If you see a tick try to wash it off with liquid soap but if it doesn't come out, don't reach for kerosene, a match, Vaseline, nail polish or any other wives tales that you may have heard.

Use fine-tipped tweezers to grasp the tick as close to the skin's surface as possible.  Don't grab the belly because may push the harmful secretions back into the person.

Pull upward with steady, even pressure. Don't twist or jerk the tick. Don't worry if mouth parts remain, try to remove with tweezers. If you are unable to remove the mouth easily with clean tweezers, leave it alone and let the skin heal.

After removing the tick, thoroughly clean the bite area and your hands with rubbing alcohol, or soap and water.

Freeze the tick and label date and location if possible in case you have symptoms later.

There is a Pro Tick Remedy kit you can buy for less than 5 dollars that includes a tick remover as well as a magnifying glass so that you can identify what type of tick it is.

5. Treatment

If you are bit, DON' T PANIC!  Most ticks do not carry disease. Only blacklegged ticks carry the bacteria that cause Lyme disease and even in areas where Lyme disease is common, only 20-30% of ticks are infected. Southern Ohio is considered a rare area. Most Lyme disease is acquired in the Northeast and Great Lake regions. Ticks can cause other diseases such as Rocky Mountain spotted fever.

Talk to your doctor about using a prophylactic or preventative antibiotic if you were bit by a tick that has been on the skin longer than 4 hours or has been on long enough to become engorged, was improperly removed, if you are pregnant or have serious health problems.

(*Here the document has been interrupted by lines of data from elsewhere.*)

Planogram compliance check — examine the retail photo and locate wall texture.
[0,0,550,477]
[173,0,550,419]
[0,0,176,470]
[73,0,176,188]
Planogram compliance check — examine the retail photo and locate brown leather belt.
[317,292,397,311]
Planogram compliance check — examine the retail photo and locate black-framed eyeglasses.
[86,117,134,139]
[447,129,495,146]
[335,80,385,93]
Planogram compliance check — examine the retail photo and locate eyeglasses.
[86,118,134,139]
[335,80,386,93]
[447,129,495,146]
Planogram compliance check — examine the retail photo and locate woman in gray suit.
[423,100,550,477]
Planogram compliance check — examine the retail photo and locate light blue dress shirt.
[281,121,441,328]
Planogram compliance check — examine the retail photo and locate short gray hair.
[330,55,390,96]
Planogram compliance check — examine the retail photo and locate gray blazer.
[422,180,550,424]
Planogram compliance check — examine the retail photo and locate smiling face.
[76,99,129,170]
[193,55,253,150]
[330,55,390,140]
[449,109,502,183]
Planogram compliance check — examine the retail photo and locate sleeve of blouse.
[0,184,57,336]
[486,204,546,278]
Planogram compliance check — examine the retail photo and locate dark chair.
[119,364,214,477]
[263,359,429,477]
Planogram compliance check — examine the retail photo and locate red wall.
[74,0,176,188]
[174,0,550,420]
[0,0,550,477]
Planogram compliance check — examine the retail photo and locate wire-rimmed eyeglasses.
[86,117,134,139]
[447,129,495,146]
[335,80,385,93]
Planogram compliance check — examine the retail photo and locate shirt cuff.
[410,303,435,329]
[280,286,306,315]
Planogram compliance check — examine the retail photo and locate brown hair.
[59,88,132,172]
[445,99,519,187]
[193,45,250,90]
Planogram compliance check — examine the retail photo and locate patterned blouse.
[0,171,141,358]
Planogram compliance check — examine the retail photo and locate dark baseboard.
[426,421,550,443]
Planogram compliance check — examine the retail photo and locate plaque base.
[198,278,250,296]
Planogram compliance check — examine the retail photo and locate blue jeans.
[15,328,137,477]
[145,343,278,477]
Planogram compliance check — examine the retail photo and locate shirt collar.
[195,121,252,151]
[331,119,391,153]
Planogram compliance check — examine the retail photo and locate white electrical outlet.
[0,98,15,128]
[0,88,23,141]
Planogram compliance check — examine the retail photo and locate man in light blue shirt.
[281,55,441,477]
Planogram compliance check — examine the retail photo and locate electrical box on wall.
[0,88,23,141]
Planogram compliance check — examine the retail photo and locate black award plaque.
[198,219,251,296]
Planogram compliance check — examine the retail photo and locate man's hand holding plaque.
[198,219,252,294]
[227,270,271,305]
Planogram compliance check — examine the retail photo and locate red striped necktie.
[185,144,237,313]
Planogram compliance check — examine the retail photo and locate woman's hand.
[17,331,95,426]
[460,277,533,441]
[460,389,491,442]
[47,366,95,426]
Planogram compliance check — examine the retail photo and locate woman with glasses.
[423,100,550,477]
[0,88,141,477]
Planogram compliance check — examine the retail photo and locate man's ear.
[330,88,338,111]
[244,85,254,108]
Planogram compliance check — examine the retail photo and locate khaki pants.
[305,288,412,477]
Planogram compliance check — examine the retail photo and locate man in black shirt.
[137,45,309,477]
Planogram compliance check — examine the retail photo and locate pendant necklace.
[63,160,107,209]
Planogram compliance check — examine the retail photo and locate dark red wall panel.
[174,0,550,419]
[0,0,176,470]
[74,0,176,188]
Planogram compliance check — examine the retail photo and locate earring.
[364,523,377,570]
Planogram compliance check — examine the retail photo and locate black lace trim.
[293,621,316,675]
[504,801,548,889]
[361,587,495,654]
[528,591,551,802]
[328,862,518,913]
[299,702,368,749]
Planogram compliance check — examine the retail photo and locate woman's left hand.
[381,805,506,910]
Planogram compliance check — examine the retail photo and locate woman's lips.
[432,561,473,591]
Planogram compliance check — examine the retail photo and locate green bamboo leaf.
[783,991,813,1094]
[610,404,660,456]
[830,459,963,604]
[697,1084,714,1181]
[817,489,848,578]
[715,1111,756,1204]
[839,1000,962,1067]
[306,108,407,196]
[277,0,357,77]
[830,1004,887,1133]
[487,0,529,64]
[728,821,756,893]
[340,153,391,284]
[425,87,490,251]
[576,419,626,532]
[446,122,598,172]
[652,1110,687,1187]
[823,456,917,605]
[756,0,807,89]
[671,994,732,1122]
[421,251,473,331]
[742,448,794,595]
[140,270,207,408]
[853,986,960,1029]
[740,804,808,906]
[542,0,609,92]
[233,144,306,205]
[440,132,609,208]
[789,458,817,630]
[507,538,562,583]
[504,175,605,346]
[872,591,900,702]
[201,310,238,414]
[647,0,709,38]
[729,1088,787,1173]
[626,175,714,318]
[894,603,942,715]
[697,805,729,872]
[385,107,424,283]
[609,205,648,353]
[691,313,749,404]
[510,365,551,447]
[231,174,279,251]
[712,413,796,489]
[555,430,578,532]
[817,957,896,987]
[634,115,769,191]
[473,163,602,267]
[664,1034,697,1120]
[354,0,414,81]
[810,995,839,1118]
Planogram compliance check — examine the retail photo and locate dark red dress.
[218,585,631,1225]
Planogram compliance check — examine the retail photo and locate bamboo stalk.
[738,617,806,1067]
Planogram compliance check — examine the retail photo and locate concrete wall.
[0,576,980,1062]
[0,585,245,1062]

Everyone that has been bitten should be on the lookout for viral symptoms such as fever, headache, fatigue, knee swelling, facial paralysis or rash even weeks after being bit. DO NOT IGNORE ANY SYMPTOMS. Almost half of people with Lyme disease do not remember being bit. Testing for Lyme disease is difficult and not everyone will get the tell tale bulls eye rash.

Ticks are more common than ever so make ticks checks routine. If you do see one, don't panic and run for a match. Use my tips and to stay healthy and prevent disease.